Furto di rame, in tre patteggiano e sconteranno la pena col lavoro di pubblica utilità

Emessa la sentenza per i tre uomini di Casarano sorpresi, il 4 ottobre scorso, a rubare nel deposito di un’azienda a Lequile. Svolgeranno attività di volontariato in una diocesi

CASARANO - Hanno patteggiato un anno di reclusione, con la possibilità di scontare la pena svolgendo attività di volontariato in una diocesi, i tre uomini di Casarano finiti ai domiciliari il 4 ottobre scorso per il furto di rame nel deposito di un’azienda vitivinicola, nei dintorni di Lequile. Si tratta di Alessio Ciriolo, di 32 anni, del suocero Quintino Causio, di 59, e di Tommaso Stefano, il 52enne che nel tentativo di sfuggire alle forze dell’ordine  cadde in un pozzo profondo circa 4 metri e fu trasportato in ospedale (qui, la notizia).
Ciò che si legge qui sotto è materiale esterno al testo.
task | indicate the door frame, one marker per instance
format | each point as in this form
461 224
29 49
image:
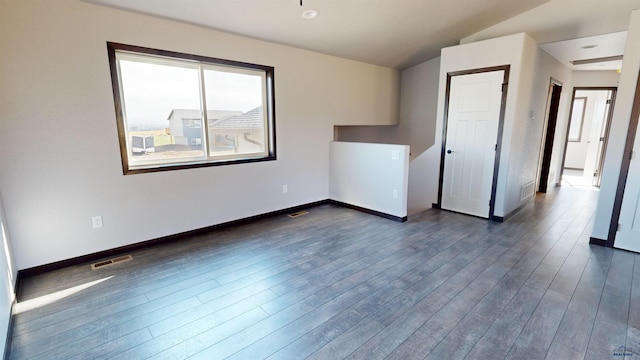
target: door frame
614 92
548 135
496 164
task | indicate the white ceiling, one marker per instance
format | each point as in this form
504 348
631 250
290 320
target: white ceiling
590 52
393 33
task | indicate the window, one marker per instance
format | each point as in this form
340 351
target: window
177 110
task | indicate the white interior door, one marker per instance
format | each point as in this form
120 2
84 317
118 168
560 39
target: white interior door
470 144
628 234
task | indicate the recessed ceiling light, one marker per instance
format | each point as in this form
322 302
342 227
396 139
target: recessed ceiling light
310 14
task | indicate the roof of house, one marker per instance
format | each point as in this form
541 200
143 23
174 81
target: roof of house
252 119
193 114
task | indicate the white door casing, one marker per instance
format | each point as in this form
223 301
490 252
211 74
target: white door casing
471 140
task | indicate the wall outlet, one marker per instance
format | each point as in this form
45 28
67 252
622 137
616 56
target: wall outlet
97 221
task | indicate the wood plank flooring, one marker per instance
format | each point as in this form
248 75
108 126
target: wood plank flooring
341 284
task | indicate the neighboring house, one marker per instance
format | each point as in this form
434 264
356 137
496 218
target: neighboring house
185 125
228 130
242 133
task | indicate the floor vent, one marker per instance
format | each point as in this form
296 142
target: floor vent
110 262
528 190
299 213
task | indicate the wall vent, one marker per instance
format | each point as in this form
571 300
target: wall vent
298 213
528 190
110 262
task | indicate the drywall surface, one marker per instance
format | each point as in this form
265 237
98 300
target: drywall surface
619 129
418 122
531 70
59 151
7 277
372 176
595 78
417 128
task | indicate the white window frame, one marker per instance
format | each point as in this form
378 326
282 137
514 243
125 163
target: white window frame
117 52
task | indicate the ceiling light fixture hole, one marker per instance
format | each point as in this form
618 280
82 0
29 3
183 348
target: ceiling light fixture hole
310 14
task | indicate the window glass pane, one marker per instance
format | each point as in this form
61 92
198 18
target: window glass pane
235 109
162 111
161 98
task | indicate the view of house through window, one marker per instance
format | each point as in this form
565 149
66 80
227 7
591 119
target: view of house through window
175 111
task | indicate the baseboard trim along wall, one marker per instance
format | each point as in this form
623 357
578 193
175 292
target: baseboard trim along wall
369 211
596 241
101 255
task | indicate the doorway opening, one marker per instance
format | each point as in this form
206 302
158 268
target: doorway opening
472 134
587 136
544 164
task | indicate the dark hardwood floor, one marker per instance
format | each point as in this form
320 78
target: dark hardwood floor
337 283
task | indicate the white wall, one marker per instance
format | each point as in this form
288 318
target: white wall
371 176
530 73
7 278
607 78
59 154
619 129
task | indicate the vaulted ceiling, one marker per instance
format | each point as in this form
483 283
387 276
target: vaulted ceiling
393 33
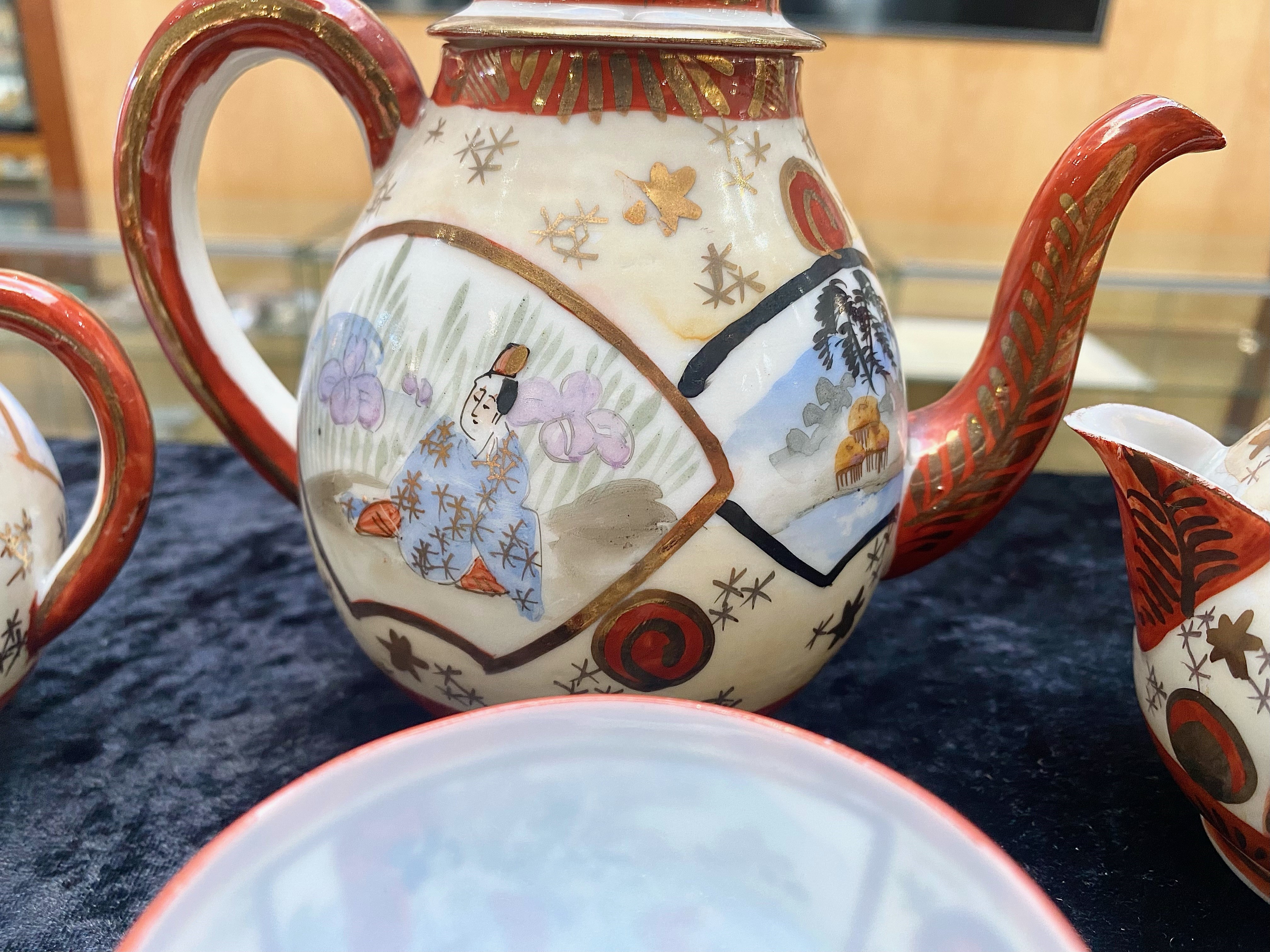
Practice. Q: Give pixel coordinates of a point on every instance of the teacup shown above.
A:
(615, 822)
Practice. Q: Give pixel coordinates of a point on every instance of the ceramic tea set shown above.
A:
(1196, 518)
(46, 579)
(604, 385)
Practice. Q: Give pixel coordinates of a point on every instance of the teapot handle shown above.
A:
(188, 65)
(60, 324)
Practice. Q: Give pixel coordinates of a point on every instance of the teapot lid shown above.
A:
(755, 25)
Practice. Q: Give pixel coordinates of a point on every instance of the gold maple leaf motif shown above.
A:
(1259, 442)
(668, 192)
(1230, 640)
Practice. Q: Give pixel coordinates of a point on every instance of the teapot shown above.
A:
(48, 582)
(603, 394)
(1196, 518)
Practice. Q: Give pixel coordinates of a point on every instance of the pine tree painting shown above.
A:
(856, 322)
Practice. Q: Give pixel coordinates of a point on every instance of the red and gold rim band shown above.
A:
(568, 81)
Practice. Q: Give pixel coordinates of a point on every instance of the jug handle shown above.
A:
(61, 326)
(200, 50)
(971, 450)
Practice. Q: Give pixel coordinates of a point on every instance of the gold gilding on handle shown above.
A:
(111, 482)
(135, 125)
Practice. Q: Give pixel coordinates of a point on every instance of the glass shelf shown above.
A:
(1194, 344)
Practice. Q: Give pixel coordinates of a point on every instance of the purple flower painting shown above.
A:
(348, 384)
(572, 426)
(418, 388)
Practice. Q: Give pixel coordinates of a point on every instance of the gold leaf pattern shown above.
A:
(528, 68)
(1047, 331)
(620, 69)
(595, 87)
(652, 87)
(714, 96)
(548, 82)
(572, 87)
(680, 84)
(719, 64)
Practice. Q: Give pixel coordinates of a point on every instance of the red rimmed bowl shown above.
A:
(598, 823)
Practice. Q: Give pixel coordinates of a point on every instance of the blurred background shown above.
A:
(936, 118)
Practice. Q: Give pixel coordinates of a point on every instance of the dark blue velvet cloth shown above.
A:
(215, 671)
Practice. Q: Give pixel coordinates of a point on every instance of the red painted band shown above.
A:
(1251, 842)
(1187, 711)
(716, 86)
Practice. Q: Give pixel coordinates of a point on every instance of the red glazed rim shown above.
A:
(1053, 918)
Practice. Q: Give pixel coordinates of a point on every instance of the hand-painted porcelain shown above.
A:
(1197, 537)
(46, 583)
(603, 823)
(603, 394)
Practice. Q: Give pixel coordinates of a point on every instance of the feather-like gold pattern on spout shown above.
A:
(975, 447)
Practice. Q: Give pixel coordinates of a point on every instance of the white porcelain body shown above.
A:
(1204, 683)
(433, 309)
(32, 532)
(598, 824)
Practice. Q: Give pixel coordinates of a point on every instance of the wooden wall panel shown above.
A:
(936, 144)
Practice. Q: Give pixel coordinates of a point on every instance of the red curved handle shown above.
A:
(192, 59)
(970, 451)
(60, 324)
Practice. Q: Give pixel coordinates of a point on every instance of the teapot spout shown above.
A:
(970, 451)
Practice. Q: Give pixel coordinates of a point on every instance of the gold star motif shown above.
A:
(724, 134)
(668, 192)
(577, 234)
(1230, 640)
(717, 296)
(741, 179)
(384, 193)
(758, 151)
(716, 263)
(474, 143)
(501, 144)
(741, 281)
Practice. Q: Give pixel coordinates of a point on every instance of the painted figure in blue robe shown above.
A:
(458, 504)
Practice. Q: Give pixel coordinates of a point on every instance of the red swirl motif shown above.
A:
(653, 640)
(812, 209)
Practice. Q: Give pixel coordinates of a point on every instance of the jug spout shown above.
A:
(1188, 535)
(970, 451)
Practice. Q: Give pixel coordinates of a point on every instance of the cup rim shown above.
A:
(158, 907)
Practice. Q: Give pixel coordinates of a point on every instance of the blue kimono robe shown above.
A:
(458, 507)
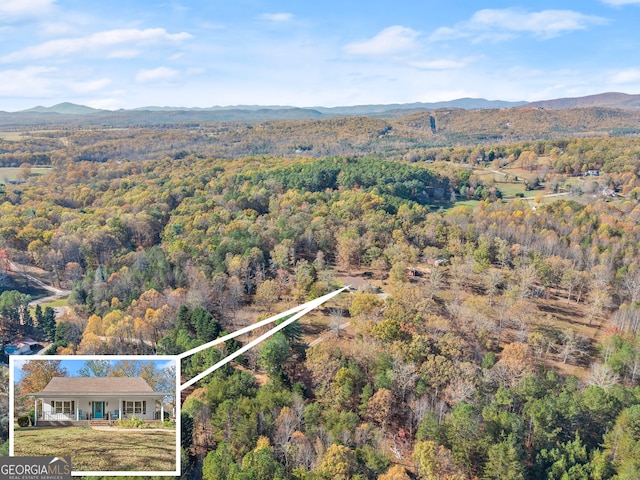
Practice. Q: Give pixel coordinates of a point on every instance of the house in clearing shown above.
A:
(74, 399)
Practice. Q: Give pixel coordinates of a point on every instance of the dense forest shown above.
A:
(490, 335)
(58, 144)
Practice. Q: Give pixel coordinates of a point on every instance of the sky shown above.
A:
(127, 54)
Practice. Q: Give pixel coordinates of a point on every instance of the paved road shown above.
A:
(56, 293)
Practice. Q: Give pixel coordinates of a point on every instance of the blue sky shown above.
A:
(126, 54)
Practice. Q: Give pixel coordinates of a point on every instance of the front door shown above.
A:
(98, 408)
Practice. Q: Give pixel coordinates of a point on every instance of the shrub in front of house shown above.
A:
(132, 422)
(24, 421)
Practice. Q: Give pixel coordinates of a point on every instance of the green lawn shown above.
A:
(510, 189)
(101, 450)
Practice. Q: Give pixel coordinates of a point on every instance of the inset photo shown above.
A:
(110, 415)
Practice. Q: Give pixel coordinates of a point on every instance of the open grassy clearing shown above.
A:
(13, 136)
(99, 450)
(12, 173)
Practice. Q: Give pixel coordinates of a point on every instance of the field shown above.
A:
(101, 450)
(12, 173)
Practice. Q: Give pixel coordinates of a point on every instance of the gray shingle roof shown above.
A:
(97, 386)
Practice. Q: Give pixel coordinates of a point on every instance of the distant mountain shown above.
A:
(608, 100)
(73, 114)
(64, 108)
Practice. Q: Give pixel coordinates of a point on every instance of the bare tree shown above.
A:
(602, 376)
(336, 322)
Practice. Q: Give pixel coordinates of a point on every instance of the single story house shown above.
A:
(97, 398)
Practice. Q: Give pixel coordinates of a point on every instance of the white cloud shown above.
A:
(502, 24)
(26, 82)
(160, 74)
(618, 3)
(442, 64)
(18, 9)
(98, 43)
(630, 75)
(391, 40)
(277, 17)
(89, 86)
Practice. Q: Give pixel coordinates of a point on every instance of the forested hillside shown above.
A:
(308, 138)
(491, 335)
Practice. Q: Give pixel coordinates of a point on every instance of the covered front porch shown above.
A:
(79, 408)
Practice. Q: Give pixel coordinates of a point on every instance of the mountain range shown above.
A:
(70, 113)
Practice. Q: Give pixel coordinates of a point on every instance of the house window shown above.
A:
(67, 407)
(134, 407)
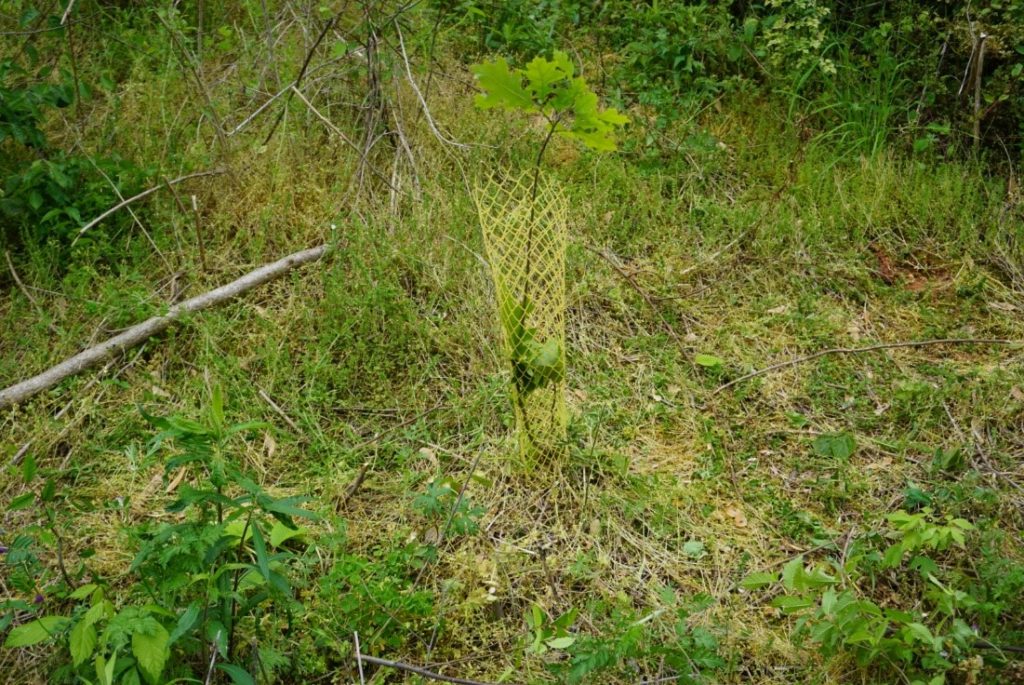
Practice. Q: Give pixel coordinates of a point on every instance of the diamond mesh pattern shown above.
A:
(524, 238)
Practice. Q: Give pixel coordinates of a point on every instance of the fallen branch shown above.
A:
(143, 194)
(140, 332)
(869, 348)
(420, 671)
(636, 286)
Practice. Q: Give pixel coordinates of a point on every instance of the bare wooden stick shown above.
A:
(144, 194)
(869, 348)
(420, 671)
(977, 89)
(281, 412)
(199, 233)
(298, 79)
(28, 295)
(358, 658)
(140, 332)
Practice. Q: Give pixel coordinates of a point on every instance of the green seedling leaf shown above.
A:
(542, 75)
(790, 604)
(708, 360)
(694, 549)
(36, 632)
(758, 581)
(560, 643)
(836, 445)
(281, 533)
(83, 591)
(82, 642)
(503, 87)
(185, 623)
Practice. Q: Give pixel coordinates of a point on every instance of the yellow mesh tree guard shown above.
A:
(524, 237)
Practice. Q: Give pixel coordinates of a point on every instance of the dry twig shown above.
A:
(143, 194)
(140, 332)
(868, 348)
(420, 671)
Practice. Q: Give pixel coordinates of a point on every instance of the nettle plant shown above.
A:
(838, 611)
(214, 586)
(524, 232)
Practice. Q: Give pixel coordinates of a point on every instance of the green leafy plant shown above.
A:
(632, 642)
(547, 634)
(445, 510)
(375, 596)
(223, 571)
(838, 612)
(526, 248)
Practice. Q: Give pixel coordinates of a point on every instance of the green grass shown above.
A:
(758, 250)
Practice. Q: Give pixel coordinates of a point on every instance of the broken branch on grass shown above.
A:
(281, 412)
(140, 332)
(28, 295)
(144, 194)
(420, 671)
(298, 79)
(868, 348)
(361, 474)
(419, 95)
(643, 293)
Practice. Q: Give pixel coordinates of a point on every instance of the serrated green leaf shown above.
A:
(152, 651)
(83, 591)
(791, 604)
(760, 580)
(185, 622)
(792, 571)
(837, 445)
(560, 643)
(238, 675)
(708, 360)
(260, 547)
(82, 642)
La sentenza è stata emessa nei giorni scorsi dalla giudice del tribunale di Lecce Chiara Panico, dinanzi alla quale, due giorni dopo gli arresti si era aperto il processo per direttissima, durante il quale la difesa, rappresentata dagli avvocati Attilio De Marco e Luca Puce, aveva chiesto di concordare (su parere favorevole del pubblico ministero) la condanna al lavoro di pubblica utilità sostitutivo (ora consentito dalla legge Cartabia anche per questo genere di reati). 
Ottenuta l’approvazione della giudice, i tre sono tornati in libertà ma dovranno rispettare le prescrizioni messe nero su bianco nella sentenza che riguardano non solo lo svolgimento effettivo del lavoro (da un minimo di 6 a un massimo di 15 ore a settimana, per un totale di 730 ore) ma anche il divieto di lasciare la Puglia, di frequentare pregiudicati o comunque persone che possano esporli al rischio di commissione di reati, di detenere armi, munizioni, esplosivi.
Durante l’interrogatorio di convalida, Ciriolo ammise gli addebiti, spiegando di aver agito mosso dalla disperazione, avendo un lavoro saltuario e una famiglia da sfamare. Causio confermò queste circostanze, dichiarando di essere intervenuto con l’intenzione di aiutare il genero.
Ad allertare i carabinieri, fu una segnalazione anonima: quando il personale della sezione radiomobile arrivò sul posto, avendo notato luci di torce elettriche all’interno di un capannone, si introdusse all’interno, sorprendendo un gruppo di quattro persone impegnato a recidere cavi elettrici in rame della lunghezza di oltre 100 metri.
Questi alla vista dei militari tentarono invano la fuga ma solo uno riuscì a farla franca.